Maren Morris singles chronology
| "The Middle" (2018) | "Rich" (2018) | "Seeing Blind" (2018) |

Music video
- "Rich" on YouTube

= Rich (Maren Morris song) =

"Rich" is a song by American singer Maren Morris for her major-label debut studio album, Hero (2016). Morris co-wrote the song with Jessie Jo Dillon and Laura Veltz, and co-produced the track with Busbee. It was released to American country radio on February 12, 2018, through Columbia Nashville as the album's fourth and final single.

==Composition==
"Rich" blends elements of country music with reggae and hip hop for a sound that "transcends classification." The song features "laid-back, breezy" vocals in the verses and a "singalong" chorus. Lyrically, the song details ways that a man has done Morris wrong, framed by hypothetical dollar values for these infractions that would result in Morris being rich. According to critics, Morris's delivery expresses "hip-hop bravado" and a "sly wit" as she toys with unconventional rhymes.

==Release and promotion==
On January 22, 2018, "Rich" was announced as the album's final single and was made available to radio through the Daily Play MPE service. It was released on February 12. According to Morris, the choice was influenced by positive fan reception to the song, noting that it was "the first time we've really let fans pick the single." The announcement came days after news of the release of her Zedd collaboration, "The Middle", which was promoted concurrently to pop formats and internationally. "Rich" officially impacted country radio on February 12, 2018.

==Music video==
The music video was directed by TK McKamy and Produced by Joel Hartz and premiered on CMT, GAC, CMT Music & VEVO in 2018.

==Critical reception==
In a review of Hero, Jon Caramanica of the New York Times wrote that the song was positioned as "CMT's bid for Song of the Summer" due to its strong hook and crossover potential. Chuck Dauphin of Billboard wrote that "Rich" blends humor with "more than just a little" truth, which he called "a sign of her deep intelligence as a composer." Brittney McKenna of Rolling Stone called "Rich" the highlight of Hero and wrote that it is "a genre-defying amalgam of what makes today's country music interesting: a little profanity, a lot of swagger and catchy hooks for days."

===Accolades===

Best-of lists
| Publication | Rank | List |
|---|---|---|
| Billboard | 3 | Maren Morris' 10 Best Songs |
| Rolling Stone | 6 | 25 Best Country Songs of 2016 |

==Lyrical changes==
On September 19, 2024, when Morris performed the song at the Bourbon & Beyond music festival, she removed the Diddy reference from the lyric “Me and Diddy drippin’ diamonds like Marilyn” of the song and replaced it with a reference to Dolly Parton, following his recent arrest.
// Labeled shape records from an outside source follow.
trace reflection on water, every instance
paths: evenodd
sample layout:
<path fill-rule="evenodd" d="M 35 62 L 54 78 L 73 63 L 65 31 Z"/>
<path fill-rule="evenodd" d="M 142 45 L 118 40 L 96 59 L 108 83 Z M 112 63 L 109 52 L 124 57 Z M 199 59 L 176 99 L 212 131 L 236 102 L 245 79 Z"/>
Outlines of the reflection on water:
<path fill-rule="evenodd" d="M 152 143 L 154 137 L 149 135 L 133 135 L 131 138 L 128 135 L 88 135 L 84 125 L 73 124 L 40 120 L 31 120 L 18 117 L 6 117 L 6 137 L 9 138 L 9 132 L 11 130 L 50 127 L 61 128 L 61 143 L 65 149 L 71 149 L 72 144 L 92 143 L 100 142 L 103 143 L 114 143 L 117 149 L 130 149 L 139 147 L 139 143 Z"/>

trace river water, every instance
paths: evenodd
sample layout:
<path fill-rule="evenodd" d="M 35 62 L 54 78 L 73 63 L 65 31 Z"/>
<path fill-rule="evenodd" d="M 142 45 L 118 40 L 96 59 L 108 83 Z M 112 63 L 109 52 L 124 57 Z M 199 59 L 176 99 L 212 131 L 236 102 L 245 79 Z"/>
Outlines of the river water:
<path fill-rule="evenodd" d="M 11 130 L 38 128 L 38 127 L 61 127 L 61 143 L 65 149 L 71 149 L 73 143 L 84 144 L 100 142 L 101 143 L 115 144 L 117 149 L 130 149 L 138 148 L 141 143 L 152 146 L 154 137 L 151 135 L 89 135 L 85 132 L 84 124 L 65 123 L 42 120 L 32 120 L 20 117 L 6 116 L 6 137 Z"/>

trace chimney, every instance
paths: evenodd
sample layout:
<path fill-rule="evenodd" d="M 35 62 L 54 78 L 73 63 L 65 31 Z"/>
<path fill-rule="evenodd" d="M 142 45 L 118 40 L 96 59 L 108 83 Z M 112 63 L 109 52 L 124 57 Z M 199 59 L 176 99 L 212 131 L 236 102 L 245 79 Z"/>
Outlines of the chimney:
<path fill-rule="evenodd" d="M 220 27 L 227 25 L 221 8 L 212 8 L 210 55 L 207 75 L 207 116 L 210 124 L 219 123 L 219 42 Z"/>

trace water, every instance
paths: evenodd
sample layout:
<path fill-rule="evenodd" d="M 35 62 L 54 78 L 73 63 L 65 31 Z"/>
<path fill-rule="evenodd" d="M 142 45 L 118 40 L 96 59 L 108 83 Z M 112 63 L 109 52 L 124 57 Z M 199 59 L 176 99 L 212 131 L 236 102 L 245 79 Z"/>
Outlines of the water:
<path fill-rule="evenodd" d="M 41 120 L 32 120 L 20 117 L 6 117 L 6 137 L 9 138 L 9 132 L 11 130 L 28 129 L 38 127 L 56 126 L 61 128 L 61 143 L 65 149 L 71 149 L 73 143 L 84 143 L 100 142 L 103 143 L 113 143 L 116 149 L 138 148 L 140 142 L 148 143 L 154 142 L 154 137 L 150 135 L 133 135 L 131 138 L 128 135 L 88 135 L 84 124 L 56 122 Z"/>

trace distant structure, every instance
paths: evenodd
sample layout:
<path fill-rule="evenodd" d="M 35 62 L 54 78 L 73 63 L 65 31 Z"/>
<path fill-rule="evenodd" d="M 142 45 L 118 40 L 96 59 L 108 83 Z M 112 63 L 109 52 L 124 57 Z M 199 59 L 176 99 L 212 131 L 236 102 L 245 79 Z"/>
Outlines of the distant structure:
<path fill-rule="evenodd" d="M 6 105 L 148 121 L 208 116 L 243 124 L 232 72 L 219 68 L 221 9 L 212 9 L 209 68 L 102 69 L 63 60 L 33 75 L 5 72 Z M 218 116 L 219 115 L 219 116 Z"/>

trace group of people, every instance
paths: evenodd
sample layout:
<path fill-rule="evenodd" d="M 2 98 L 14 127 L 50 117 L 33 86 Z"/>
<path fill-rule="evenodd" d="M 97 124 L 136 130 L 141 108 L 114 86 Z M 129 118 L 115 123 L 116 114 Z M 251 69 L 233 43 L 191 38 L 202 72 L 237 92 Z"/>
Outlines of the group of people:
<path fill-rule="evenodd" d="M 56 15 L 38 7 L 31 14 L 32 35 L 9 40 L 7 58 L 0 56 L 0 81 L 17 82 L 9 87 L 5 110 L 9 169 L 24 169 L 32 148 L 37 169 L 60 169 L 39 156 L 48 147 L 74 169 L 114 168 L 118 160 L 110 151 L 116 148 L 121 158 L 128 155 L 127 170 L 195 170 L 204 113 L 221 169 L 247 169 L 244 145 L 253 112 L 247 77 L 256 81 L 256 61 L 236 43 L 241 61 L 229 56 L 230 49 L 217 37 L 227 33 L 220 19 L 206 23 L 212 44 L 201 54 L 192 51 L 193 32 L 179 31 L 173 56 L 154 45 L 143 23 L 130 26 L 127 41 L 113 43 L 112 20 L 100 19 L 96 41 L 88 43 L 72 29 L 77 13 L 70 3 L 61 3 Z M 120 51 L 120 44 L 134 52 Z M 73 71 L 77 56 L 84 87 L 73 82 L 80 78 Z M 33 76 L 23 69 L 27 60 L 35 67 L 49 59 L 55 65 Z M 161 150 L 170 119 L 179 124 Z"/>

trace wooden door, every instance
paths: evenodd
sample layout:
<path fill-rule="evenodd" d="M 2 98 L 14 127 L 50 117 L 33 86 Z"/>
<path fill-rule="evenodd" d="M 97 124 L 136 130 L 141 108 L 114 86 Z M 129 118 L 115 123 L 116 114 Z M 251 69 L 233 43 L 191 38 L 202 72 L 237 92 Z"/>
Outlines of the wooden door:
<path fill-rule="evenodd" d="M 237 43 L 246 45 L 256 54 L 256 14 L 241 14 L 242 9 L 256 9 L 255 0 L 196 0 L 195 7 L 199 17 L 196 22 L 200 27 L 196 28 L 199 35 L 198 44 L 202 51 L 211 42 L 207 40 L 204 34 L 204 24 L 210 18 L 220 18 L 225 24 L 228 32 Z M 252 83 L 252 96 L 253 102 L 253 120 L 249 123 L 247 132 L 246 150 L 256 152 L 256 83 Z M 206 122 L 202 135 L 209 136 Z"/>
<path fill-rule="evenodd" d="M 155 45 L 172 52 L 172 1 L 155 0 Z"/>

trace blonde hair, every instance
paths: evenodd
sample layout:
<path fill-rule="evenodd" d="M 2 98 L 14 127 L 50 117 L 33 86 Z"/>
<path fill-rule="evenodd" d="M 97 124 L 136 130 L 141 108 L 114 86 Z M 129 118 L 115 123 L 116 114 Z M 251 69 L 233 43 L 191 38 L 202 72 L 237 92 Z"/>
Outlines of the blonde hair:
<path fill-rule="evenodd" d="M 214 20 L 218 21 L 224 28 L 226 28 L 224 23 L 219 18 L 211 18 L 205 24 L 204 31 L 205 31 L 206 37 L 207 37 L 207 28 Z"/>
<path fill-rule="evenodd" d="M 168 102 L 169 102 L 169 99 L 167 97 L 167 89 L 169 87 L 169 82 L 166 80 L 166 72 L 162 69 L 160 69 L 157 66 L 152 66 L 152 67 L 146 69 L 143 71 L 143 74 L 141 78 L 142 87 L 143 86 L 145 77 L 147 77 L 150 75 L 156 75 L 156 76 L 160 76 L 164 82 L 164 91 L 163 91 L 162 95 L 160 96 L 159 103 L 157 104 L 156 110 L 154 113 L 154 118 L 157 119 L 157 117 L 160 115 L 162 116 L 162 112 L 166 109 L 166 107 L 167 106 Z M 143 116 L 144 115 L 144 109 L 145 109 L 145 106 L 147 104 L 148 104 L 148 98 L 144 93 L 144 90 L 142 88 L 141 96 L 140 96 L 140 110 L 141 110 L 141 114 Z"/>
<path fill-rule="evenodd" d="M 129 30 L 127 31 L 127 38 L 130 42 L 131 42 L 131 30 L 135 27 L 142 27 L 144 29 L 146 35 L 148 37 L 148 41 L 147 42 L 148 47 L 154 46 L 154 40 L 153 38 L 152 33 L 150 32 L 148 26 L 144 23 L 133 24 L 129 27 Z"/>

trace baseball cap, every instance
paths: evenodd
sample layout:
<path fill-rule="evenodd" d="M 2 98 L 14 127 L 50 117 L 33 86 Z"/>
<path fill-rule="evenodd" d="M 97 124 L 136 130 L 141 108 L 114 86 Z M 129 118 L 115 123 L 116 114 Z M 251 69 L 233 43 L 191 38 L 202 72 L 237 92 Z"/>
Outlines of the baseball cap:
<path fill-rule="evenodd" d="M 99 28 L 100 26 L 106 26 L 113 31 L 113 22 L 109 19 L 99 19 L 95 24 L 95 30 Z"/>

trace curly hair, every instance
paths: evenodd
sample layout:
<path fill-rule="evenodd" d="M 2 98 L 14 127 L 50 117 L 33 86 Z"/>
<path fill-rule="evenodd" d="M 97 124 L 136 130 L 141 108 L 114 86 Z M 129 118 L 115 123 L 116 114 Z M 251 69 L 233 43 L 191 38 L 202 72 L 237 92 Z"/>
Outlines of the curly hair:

==Commercial performance==
"Rich" debuted at number 50 on the Billboard Country Airplay chart dated February 24, 2018 and was the week's highest debut. On the week dated October 6, the song debuted at number 96 on the Billboard Hot 100 and peaked at number 62 the week dated December 1, remaining on the chart for eight weeks. The song has sold 159,000 copies in the United States as of December 2018.

==Charts==

===Weekly charts===

| Chart (2018) | Peak position |
|---|---|
| Canada Country (Billboard) | 2 |
| US Billboard Hot 100 | 62 |
| US Country Airplay (Billboard) | 4 |
| US Hot Country Songs (Billboard) | 8 |

===Year-end charts===

| Chart (2018) | Position |
|---|---|
| US Country Airplay (Billboard) | 35 |
| US Hot Country Songs (Billboard) | 44 |

==Certifications==

| Region | Certification | Certified units/sales |
| Canada (Music Canada) | Gold | 40,000^{‡} |
| United States (RIAA) | Platinum | 1,000,000^{‡} |
^{‡} Sales+streaming figures based on certification alone.